Tasted in Denicé with Jean-Frédéric Sambardier, 22 February 2022!
Manoir du Carra Sambardier
Le Carra
69640 Denicé
Tel: +33 4 74 67 38 24
www.manoir-du-carra.com
More reports with Domaine Manoir du Carra Sambardier
Jean-Frédéric on 2021:
“Frost and hail on the village wines – I lost nearly 80% in the latter – we could buy a little and we made some nice wine*.”
*And it’s true, two of my top nouveau/primeurs (blind) were from this domaine.
Jean-Frédéric on 2020:
“Whilst the yield wasn’t exceptional, it was correct – we started harvesting quite early of course – it was hot and the degrees were increasing quite quickly. Harvesting from 22nd August though for the crémant the 14 August already. All was done on the 3rd September.”
The wines…
As always here, there are some wines worth a special search…
2020 Beaujolais Villages Cuvée non-filtre
Two bottlings usually for this. Vines in Rivolé – quite close to here – all granite and schist – ‘a very Lantignié style of geology.’
A deep and dark fruit but not oppressive – growing with fine width. A little grain but here is energy and openly tasty dark-fruited flavour. An intensity with some good finishing bitters. This is more than very good for the label.
2020 Brouilly Combiatys
Always the same 4 hectares – only 35 hl/ha in 21 because of the frost here.
A brighter, wider vibrant red fruit. All is framed by tannin here – but there’s no grain only a little dryness of texture. This may be a little structural to start but what delicious, if still structured and with graphite minerality in the finishing flavour. Keep this a couple of years but it’s clearly excellent.
A little more than a hectare of vines in the higher side of Deduits and a proper Clos with walls on 3 sides
Hmm – now that’s a silky and attractive nose. Vibrant, gorgeously textured and open – full of mouth-watering energy. Really a juicy wine this, and full of flavour. It also requires patience – but maybe 1 year will be enough – bravo!
2020 Juliénas La Bottière
A more mineral and red-fruited width to this one. Ooh – now that’s another beauty – the tannin is even less visible but here is still a proper structure with mobile fresh flavour, a little more cushioned and considered in the finish – very long. Super wine.

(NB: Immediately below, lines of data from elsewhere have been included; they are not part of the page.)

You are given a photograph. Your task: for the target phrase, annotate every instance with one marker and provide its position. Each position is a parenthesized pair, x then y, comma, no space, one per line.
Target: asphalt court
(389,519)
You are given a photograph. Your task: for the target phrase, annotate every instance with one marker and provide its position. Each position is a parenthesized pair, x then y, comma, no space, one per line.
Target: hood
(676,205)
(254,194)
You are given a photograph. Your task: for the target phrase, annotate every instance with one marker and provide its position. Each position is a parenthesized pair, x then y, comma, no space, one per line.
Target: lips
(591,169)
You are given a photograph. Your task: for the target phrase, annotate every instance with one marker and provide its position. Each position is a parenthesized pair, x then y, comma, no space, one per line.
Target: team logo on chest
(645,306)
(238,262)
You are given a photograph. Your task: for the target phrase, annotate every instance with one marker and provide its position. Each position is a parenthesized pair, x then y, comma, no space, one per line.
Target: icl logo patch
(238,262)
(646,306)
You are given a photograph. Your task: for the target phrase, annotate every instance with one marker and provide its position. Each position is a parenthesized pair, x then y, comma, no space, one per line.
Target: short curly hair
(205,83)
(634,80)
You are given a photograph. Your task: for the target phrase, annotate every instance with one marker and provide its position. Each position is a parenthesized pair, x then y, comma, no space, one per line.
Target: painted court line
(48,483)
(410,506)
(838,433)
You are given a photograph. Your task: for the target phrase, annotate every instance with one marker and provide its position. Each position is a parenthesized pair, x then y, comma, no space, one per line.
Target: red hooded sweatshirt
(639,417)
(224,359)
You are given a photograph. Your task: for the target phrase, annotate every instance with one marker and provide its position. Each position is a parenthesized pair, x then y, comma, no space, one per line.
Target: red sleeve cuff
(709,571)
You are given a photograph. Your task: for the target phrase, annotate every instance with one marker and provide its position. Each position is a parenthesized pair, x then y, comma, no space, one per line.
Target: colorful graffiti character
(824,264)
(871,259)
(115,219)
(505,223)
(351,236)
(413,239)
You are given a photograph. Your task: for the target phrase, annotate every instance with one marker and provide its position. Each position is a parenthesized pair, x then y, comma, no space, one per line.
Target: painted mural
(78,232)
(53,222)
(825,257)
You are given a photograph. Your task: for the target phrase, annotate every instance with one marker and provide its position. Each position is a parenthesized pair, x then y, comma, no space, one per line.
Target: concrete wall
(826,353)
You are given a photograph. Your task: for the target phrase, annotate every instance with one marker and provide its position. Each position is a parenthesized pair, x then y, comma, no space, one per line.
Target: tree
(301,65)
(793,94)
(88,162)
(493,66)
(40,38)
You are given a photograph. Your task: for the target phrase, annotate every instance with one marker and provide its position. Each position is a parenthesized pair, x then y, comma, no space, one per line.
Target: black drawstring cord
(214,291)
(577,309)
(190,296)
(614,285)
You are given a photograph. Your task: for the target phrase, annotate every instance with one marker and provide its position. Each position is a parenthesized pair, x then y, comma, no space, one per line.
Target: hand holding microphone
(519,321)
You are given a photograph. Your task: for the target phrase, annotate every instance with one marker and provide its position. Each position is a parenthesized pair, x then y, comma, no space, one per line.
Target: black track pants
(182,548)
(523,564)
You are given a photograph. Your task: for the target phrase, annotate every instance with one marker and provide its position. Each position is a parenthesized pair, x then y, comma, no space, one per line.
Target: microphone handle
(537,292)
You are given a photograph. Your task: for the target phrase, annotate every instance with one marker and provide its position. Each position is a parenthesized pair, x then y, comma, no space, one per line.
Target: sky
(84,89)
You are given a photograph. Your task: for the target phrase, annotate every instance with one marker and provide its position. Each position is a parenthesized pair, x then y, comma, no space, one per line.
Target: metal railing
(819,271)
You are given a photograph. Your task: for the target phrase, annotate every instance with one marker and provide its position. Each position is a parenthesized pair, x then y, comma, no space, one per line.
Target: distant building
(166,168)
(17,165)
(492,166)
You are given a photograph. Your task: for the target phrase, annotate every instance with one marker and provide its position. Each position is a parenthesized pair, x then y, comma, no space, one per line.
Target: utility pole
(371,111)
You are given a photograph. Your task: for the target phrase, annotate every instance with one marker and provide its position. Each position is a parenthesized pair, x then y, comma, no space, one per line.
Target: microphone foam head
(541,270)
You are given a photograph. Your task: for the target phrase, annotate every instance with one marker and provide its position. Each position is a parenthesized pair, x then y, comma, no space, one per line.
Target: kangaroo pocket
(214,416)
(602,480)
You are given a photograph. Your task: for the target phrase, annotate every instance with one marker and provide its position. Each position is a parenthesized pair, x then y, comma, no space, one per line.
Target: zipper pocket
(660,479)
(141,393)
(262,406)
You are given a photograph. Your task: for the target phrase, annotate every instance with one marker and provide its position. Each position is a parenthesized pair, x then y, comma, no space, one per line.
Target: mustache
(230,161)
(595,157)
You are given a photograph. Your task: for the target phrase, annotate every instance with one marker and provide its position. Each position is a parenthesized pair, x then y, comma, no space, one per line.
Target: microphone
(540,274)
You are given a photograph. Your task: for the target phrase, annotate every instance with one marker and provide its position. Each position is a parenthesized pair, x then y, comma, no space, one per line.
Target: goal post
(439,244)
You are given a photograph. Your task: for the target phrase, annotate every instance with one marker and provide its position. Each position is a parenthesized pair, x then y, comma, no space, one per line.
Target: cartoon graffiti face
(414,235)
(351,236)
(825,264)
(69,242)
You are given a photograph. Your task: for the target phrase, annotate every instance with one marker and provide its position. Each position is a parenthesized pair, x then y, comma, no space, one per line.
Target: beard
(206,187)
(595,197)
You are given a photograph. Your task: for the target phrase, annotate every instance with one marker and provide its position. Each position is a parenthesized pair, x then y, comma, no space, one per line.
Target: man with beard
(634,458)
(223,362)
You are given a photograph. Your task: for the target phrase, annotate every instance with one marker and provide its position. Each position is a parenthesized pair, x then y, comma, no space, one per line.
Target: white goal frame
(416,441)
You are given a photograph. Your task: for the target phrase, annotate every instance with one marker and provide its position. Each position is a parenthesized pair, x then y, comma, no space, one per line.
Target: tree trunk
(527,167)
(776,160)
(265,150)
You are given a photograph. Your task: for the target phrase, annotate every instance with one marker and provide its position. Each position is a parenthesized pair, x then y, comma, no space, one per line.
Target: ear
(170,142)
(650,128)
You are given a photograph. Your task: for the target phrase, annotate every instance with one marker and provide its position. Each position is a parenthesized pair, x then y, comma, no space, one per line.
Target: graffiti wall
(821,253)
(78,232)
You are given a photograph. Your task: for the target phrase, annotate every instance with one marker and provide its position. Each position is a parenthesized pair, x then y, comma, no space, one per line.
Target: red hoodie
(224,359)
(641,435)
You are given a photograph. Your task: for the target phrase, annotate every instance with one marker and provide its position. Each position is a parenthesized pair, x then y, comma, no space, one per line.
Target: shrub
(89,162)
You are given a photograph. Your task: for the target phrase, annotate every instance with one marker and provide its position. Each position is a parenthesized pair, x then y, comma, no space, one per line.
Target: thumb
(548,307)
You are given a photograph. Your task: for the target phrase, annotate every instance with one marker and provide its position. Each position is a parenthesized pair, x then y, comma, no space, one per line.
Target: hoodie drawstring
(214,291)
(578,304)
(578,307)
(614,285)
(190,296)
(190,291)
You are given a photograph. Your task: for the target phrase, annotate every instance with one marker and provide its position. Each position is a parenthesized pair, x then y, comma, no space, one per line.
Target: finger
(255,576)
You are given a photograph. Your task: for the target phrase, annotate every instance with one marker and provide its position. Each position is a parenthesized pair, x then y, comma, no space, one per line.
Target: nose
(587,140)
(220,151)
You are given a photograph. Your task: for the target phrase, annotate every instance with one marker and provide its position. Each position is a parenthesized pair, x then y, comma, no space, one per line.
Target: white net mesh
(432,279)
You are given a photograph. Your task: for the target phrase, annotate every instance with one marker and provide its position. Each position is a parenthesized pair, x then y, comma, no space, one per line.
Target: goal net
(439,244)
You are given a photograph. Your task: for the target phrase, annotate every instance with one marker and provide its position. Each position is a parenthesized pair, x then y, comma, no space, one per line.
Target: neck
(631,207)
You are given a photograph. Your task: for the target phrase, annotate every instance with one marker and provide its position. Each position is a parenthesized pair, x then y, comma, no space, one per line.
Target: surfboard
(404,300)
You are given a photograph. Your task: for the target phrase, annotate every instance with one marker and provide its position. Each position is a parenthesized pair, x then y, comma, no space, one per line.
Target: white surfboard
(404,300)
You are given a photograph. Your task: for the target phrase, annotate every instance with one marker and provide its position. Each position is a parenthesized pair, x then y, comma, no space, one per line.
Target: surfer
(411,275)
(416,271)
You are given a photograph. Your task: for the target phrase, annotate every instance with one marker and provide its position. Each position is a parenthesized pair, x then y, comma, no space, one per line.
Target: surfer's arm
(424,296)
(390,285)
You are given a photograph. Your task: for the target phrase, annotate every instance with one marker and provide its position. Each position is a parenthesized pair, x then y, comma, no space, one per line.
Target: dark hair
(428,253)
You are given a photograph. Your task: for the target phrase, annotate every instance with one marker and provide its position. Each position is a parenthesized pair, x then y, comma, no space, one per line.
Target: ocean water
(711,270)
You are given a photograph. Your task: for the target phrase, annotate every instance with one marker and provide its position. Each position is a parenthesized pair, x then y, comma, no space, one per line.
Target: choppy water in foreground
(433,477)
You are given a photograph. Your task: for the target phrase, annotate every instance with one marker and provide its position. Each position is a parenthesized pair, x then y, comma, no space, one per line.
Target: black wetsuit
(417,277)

2020 Juliénas Les Demi-Muids
No added sulfur cuvée. Elevage in 600-litre barrels and assembled into cement tanks before bottling – three lieu-dits assembled here. ‘Always a better acidity here so it’s more practical to make a ‘nature’ cuvée vs the Fleurie’
Lots of colour. A much smaller nose to start but also one with a lovely floral accent. Extra mouth-filling, extra energy too. A little more tannin is visible but without grain. A larger-scaled and completely delicious. The quality is just as good as the last – excellent – but this would be my personal choice – I’d accept the extra €2 charge for that.
There’s also a small cuvée of Burdelines that’s not yet been bottled
A darker and deeper fruit, also a little shy to start but slowly releasing a super perfume. Top – the texture the fluidity, slowly turning to velour from silk as the tannin starts to show itself. Subtly but hauntingly long. Bravo!
And to finish:
2020 Beaujolais Blanc
Mainly from Denicé
A round nose, with richness. Again silky, rather generous and well textured. The minerality holds a finishing line quite long. Good wine…
2020 Bourgogne Blanc Le Soly
The village of Cogny west of Villefranche. 1 ha of 30-year-old vines all hard limestone here – ‘you never taste a great gamay from here!’
Bright, fresh, wide – generously oak-accented – slowly starting to the fruit a little more. This is really nice in the mouth – melting, mouth-watering, a little mineral, then oak. That’s really a wine that just keeps getting better and better – I’m not a fan of the oaky nose – which will fade a lot in 12 months – but the rest is really fine and the oak less overt.